International E-Journal of Advances in Social Sciences
Yazarlar: Gheorghe GÎRBEA
Konular:Sosyal
DOI:10.18769/ijasos.592307
Anahtar Kelimeler:Cult,Church,Synod/council,Contemporary world
Özet: The main interest of nowadays Christian churches and confessions is searching for the Christian unity, to which another major issue has been added, which torments the Christian world, namely, the need to adapt the practices of religious life to the conditions and the evolution status of contemporary society. The pace in which this adjustment to present reality is prepared, as well as the means being used differ, without a shred of doubt, among churches and confessions.
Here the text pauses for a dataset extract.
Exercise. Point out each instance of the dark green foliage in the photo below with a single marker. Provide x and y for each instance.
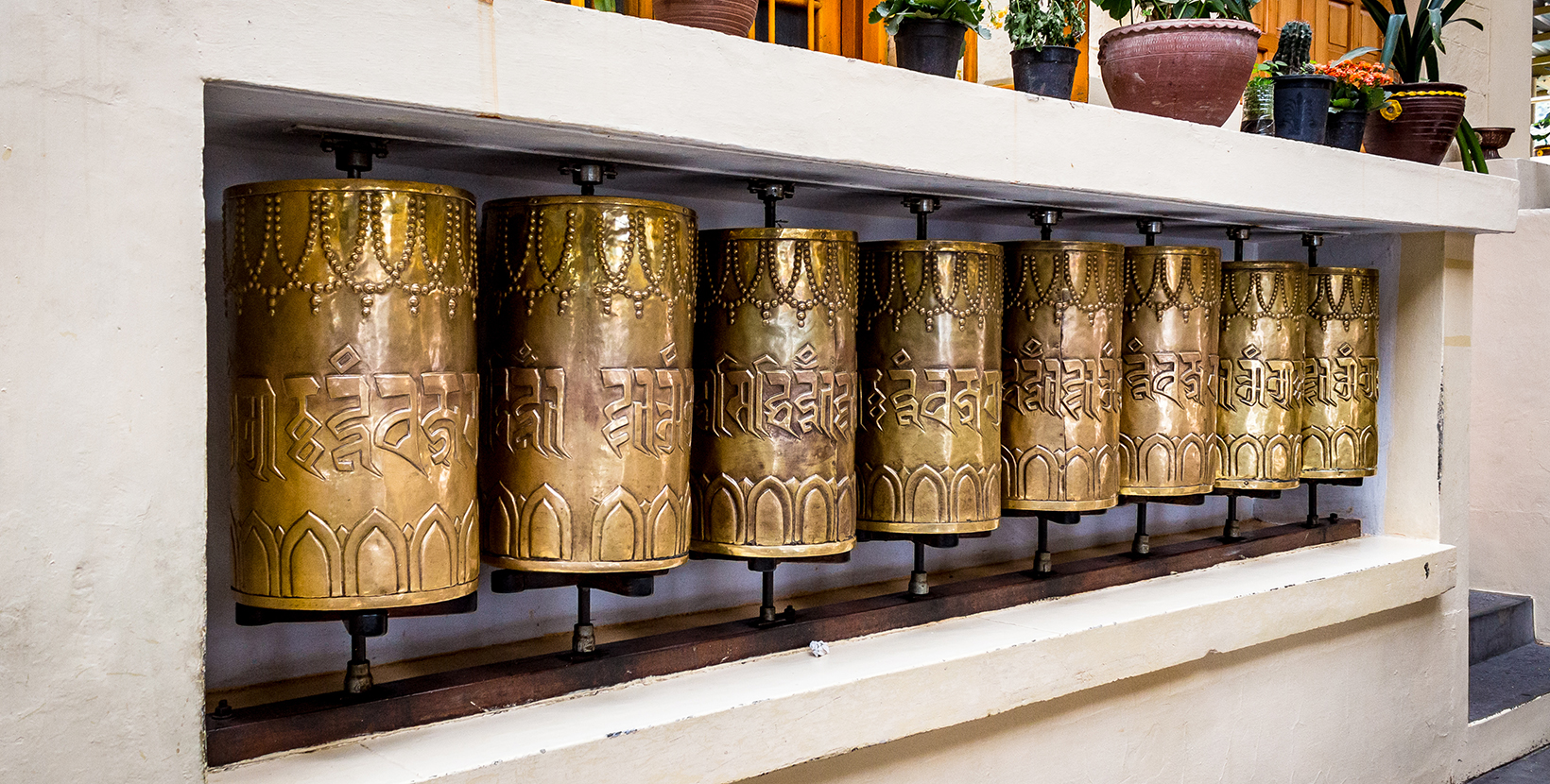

For instance, the Roman-CatholicChurch, tributary to its unifying and centralizing spirit and organization, has dealt with the fundamental principles of this "aggiornamento” in the decrees and "constitutions" of the Second Vatican Council, which the following regional synods intended to put into practice, according to the local conditions of every national Church. The Orthodox Churches were supposed to prepare for a fairly long period of time a Pan-Orthodox synod already known as the Holy and Great Council of the Orthodox Church held in Crete between 16-26 June 2016. There were six approved documents: The Mission of the Orthodox Church in Today’s World; The Orthodox Diaspora; Autonomy and the Means by which it is Proclaimed; The Sacrament of Marriage and its Impediments; The Importance of Fasting and its Observance Today; Relations of the Orthodox Church with the Rest of the Christian World. All denominations in which Christianity is currently divided consider some action should be taken in order to prevent and bridge in some cases the increasing gap between the traditional forms of religious Christian life on the one hand and the goals, forms of life and aspects of today’s world on the other hand. In light of these general needs and trends to renew Christianity, to move with the times, the idea of “modernizing” the Orthodox cult has also been contemplated. It has been questioned, in a justified manner within the Ecumenical movement, whether the Orthodox cult and its traditional forms, approved by practice and governed by the regulations of ritual still corresponds to the religious needs of the human soul on the background of the circumstances and possibilities of today’s social life.